3 Maret 2023
MANILA – Universitas negeri terkemuka di negara ini memberikan penghargaan dan peringkat akademis tertinggi kepada Perdana Menteri Malaysia Anwar Ibrahim yang berkunjung atas keahliannya dalam bidang “Jose Rizal, ekonomi, kebebasan, pemerintahan, Islam dan demokrasi.”
Presiden Universitas Filipina Angelo Jimenez menganugerahkan gelar doktor kehormatan hukum (juris doctor, honoris causa) kepada pemimpin Malaysia di kampus universitas Diliman, yang dikunjungi Anwar di masa mudanya.
“Biografi politik singkatnya tidak memberikan keadilan bagi para intelektual dan visioner dalam diri politisi. Karena di balik ketajamannya dalam mengelola keuangan terdapat kejujuran moral, keyakinan akan benar dan salah,” kata Jimenez saat upacara penghargaan.
“Anwar juga berupaya mengedepankan keadilan, kebajikan, kasih sayang, ‘malasakit’ (empati). Humanis adalah inti dari orang yang berbicara, aktivis muda, dan terkadang mahasiswa sastra,” tambah Jimenez.

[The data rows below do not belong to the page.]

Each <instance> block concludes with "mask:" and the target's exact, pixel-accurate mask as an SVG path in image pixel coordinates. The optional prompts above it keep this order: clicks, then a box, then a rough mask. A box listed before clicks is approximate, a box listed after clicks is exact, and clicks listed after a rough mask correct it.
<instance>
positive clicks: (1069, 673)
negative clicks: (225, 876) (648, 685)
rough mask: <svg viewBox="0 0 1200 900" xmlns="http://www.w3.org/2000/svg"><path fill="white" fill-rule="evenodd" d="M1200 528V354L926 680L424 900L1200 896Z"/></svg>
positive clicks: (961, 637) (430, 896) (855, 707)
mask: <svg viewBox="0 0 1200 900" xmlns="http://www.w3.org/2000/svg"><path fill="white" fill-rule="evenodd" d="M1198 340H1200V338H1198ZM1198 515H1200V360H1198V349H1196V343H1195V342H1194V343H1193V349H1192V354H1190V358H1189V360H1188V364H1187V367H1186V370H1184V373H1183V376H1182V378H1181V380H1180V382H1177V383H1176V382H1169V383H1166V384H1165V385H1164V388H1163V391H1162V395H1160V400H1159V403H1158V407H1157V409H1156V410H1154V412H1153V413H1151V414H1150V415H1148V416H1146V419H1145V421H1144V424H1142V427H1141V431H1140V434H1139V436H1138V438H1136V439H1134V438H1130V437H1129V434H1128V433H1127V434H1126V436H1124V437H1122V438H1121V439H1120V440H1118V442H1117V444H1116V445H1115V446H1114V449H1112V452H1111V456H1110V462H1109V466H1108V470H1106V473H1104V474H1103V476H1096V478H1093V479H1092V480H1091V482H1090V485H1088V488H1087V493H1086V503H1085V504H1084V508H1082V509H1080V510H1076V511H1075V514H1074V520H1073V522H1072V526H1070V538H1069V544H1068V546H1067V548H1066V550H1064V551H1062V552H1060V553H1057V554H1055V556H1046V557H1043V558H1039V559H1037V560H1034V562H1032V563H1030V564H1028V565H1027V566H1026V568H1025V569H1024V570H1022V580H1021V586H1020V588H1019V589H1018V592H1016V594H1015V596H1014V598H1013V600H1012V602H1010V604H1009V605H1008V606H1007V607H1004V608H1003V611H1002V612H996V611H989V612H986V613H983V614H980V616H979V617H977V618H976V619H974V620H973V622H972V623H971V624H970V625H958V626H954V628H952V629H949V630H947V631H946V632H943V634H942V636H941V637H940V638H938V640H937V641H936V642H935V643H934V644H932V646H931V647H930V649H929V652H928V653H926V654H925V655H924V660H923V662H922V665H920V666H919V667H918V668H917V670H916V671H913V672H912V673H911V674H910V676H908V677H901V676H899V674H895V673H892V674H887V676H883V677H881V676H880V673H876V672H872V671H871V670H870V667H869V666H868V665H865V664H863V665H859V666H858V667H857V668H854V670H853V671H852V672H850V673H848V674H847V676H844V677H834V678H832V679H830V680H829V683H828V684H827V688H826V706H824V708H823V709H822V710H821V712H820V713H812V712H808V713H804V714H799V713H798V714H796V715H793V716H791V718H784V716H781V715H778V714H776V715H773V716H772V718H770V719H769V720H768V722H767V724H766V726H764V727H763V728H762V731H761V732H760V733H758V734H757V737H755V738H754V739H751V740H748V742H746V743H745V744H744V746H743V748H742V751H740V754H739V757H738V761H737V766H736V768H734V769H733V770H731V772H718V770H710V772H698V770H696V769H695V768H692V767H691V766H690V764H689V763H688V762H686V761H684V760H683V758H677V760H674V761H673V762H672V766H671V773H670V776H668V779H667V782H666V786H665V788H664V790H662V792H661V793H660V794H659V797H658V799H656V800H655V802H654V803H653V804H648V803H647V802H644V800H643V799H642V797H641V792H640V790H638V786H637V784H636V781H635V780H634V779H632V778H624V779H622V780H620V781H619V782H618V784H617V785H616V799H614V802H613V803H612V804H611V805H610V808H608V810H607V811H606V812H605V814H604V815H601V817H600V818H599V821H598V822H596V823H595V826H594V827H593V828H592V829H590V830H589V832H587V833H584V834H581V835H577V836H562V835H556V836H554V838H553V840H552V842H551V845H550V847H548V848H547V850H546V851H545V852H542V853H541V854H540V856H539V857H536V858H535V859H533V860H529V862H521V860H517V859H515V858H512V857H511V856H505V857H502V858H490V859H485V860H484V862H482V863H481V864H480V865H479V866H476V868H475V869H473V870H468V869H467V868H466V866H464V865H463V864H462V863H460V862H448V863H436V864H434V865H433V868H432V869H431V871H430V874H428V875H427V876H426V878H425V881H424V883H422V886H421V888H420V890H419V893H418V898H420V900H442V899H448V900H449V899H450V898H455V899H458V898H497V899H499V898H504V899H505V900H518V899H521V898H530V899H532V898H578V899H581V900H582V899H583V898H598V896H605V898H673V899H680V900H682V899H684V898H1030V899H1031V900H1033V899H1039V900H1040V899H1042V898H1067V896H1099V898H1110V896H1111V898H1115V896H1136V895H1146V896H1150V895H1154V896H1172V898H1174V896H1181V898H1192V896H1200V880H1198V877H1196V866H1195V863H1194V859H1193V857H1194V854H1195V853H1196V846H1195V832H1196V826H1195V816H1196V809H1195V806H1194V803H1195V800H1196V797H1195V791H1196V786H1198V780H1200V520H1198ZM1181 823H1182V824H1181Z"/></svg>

Perdana Menteri juga menyampaikan ceramah tentang Rizal yang menyinggung keprihatinannya sebagai Perdana Menteri Malaysia: bahwa Perhimpunan Bangsa-Bangsa Asia Tenggara (Asean) tetap setia pada cita-cita yang didirikannya 56 tahun lalu.
Berdiri untuk keadilan
“Ketika saya baru-baru ini menyebutkan di Bangkok mengenai perlunya untuk sementara memisahkan diri dari Myanmar, karena pelanggaran hak asasi manusia yang terang-terangan, hal tersebut dikatakan dalam konteks yang lebih luas yaitu perlunya tetap setia pada salah satu cita-cita utama ASEAN, yaitu tidak ada yang kurang dari membela keadilan dan supremasi hukum,” ujarnya dalam ceramahnya.
“Dalam hal ini, perlu mengulangi kalimat abadi Dr. Untuk mengulangi Rizal, yang harus saya ulangi, bahwa dia benar-benar seorang tokoh renaissance Asia, bahwa ‘keadilan adalah kebajikan paling penting dari ras yang beradab. Hal ini menundukkan negara-negara barbar, sementara ketidakadilan menyadarkan negara-negara yang paling lemah,” tambahnya.
Bukan izin untuk ketidakpedulian
Anwar mengakui bahwa cara ASEAN untuk “tidak campur tangan dengan penuh hormat” tetap menjadi inti dalam pembangunan konsensus, namun ia berpendapat bahwa blok tersebut tidak boleh diam terhadap pelanggaran terhadap cita-cita Asean yang dilakukan oleh anggotanya sendiri. “Sejujurnya, saya percaya bahwa non-intervensi bukanlah izin untuk ketidakpedulian,” katanya, mendesak agar ASEAN mengambil tindakan hukuman terhadap Myanmar.
Hubungan diplomatik antara Malaysia dan Myanmar – keduanya bekas jajahan Inggris – dulunya tegang, namun belakangan menjadi tegang karena penganiayaan etnis yang dilakukan Yangon terhadap orang-orang Rohingya dan tindakan yang memperlambat kemajuan Myanmar menuju demokrasi.
Cara ASEAN untuk “tidak campur tangan dengan penuh hormat” sejauh ini telah menghambat tindakan hukuman yang telah dilakukan Kuala Lumpur sejak tahun 2016.
Anwar mencatat bahwa mungkin ada perbedaan budaya yang besar antara Filipina dan Malaysia, namun, “Identitas kami tetap sama – yaitu, beragam dan multikultural, namun bersatu dalam martabat bangsa – yang diukir untuk diri kami sendiri dalam perjuangan kolonial dan perjuangan kami. adaptasi terhadap dunia global.”
“Mari kita melihat melampaui perbedaan-perbedaan kita dan memperkuat kesamaan kita sehingga kita dapat berdiri sebagai mitra kerja sama yang bekerja demi kemajuan seluruh rakyat kita di dunia yang adil dan damai,” tambah Anwar.